Within this context, it would be necessary to reflect more deeply on ways of learning and of organising learning [26], for ICT will bring little added value if it is merely tacked on to traditional organisation and practices. There may also be a case for discussing specific issues such as the development of appropriate interfaces as part of setting up "gateway" sites for educational multimedia at European, national and regional levels. It is crucial for public authorities to contribute to the definition of quality criteria in a partnership with the designers and suppliers of applications and multimedia services. Otherwise, access to resources and the development of provision will be structured by de facto standards which will emerge and will put the industries' leading players in a dominant position.

[26] This includes learning methods, school rhythms, timetables, teaching methods, syllabus contents, relations between teachers and learners, the organisation of the establishments and classes, hierarchical relationships, evaluation of pupils and staff, their initial training and their continuing training, evaluation and recognition of skills, etc.

4.1.3. Developing prospective analyses

A third recommendation is to develop prospective scenarios on the basis of field observations and experts' analyses in order to provide those responsible and decision makers with pointers and regular information on the potential options available and to guide their strategic reflection. The point would be to anticipate on changes shaping up technologically and with regard to practice. The players in the field and within the key institutions (teacher training, centres dealing with matters concerning specific subject areas, inspection offices, etc.) could be involved in the development and discussion of these scenarios.

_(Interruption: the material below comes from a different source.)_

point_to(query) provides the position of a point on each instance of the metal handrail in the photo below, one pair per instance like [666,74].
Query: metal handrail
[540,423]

Links with non-EU countries and international organisations concerned need to be strengthened for these three levels of recommendation. Analyses should not be restricted to the situation of the EU but should also take account of the prospects stemming from enlargement and of approaches used outside the Union. The results obtained from work at these three levels should be broadly disseminated by the Commission to the publics concerned and should be published on the Internet.

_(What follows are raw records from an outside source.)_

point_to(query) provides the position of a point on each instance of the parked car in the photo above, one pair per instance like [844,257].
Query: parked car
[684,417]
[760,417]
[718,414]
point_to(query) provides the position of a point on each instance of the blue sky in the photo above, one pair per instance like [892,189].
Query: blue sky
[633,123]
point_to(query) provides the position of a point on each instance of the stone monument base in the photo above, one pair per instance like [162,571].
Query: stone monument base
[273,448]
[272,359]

4.2. Managing and promoting innovation

To back up these first three levels of recommendations it is essential to step up the drive in terms of research and of social and technical experimentation in order to anticipate on likely changes on the area of organisation of education and training, and to generalise the best practices.

4.2.1. Launching innovative experiences in key areas having a European dimension

The conclusions of the most advanced pilot experiments stress that technology prompts a rethink of the structure and contents of education and training programmes, making it essential to launch experimentation in order to derive pointers on what the school, university and training of tomorrow should be, associating closely teachers, trainers, learners, parents and their representative organisations, industry and the social partners.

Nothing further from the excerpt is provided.